Proust et le judaïsme, le Narrateur et le judaïsme, le judaïsme et les juifs dans la Recherche, quel amas d” incohérence et de contradictions. Ce sont probablement ces contradictions au niveau du Narrateur qui m’ont mené à mon sujet. Je n’ai pas lu les auteurs que vous citez et donc je ne peux pas contredire avec précision, mais j’ose quand même avancer que le texte de la Recherche ne permet pas d’évoquer une quelconque connaissance de la Cabbale. Le Narrateur n’exprime que confusion et contradictions sur un sujet qui manifestement le préoccupe beaucoup. J’en reste à ma propre incertitude, d’autant plus qu’à part les épithètes et les effusions, le Narrateur se perd lui-même à ce sujet dans les détails du récit.
Et si l’on veut chercher la solution chez Proust lui-même, n’oublions pas que, d’une part il sera dreyfusard, mentionnera à Montesquiou la judéité de sa mère bien-aimée et donc, partiellement, la sienne, mais que, d’autre part, il sera très proche non seulement de Lucien Daudet mais également des deux membres de la même famille et antisémites notoires : Alphonse et surtout l’infâme Léon.
Proust lisait Gobineau et croyait vraisemblablement aux races, comme son père et comme la majorité des Français du tournant du siècle — juifs ou pas. Cette information, associée au fait que Proust soit un « métis », une créature hybride, ne permet-elle pas de comprendre de façon fine les tiraillements de sa personnalité, ses ambiguïtés et, partant, de celle du Narrateur ?

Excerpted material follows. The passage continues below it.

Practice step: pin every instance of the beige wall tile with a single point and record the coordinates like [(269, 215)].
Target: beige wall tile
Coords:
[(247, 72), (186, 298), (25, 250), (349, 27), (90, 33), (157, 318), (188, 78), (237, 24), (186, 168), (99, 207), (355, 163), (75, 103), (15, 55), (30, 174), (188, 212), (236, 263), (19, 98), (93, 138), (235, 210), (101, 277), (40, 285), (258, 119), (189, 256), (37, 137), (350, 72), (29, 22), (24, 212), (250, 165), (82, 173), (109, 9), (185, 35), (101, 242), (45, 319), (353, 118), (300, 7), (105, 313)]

Votre interprétation — à laquelle je n’avais pas pensé — me paraît tout à fait convaincante. Disons : métis, en plus partiellement juif et homosexuel, ces éléments permettent en soi d’expliquer les ambiguïtes de l’auteur, les tiraillements de sa personnalité et, par suite, les incertitudes de son Narrateur.
Vous avez écrit sur deux des géants littéraires du XXe siècle, absolument contemporains : Proust et Kafka. Est-ce le fruit du hasard, et si tel n’est pas le cas, comment l’expliquer ? Quels seraient les points de contact entre ces deux univers ?
La réponse est simple et bêtement autobiographique : je suis né à Prague et le parcours social et professionnel de mon père fut très proche de celui de Kafka : la même langue (l’allemand), la même université (Charles), les mêmes études (droit), la même profession (juriste dans une compagnie d’assurances). Par ailleurs, la famille de ma mère habitait les Sudètes, où Kafka venait pour son métier et parfois pour skier — et écrire. Donc, en écrivant une très mince biographie de Kafka, je répondais à une offre et explorais le cadre de mon enfance. Pour ce qui est de Proust, c’est de la suite qu’il s’agit : ma nouvelle culture, mes problèmes d” identité, et surtout le souvenir indélébile d’un certain baiser maternel…
1 Comment
Guz · 3 juin 2021 at 8 h 34 min
Merci pour cet entretien et surtout un grand BraVo à votre question touchant à la double culture religieuse de Marcel Proust. La réponse à cette question est aussi éclairante que votre question.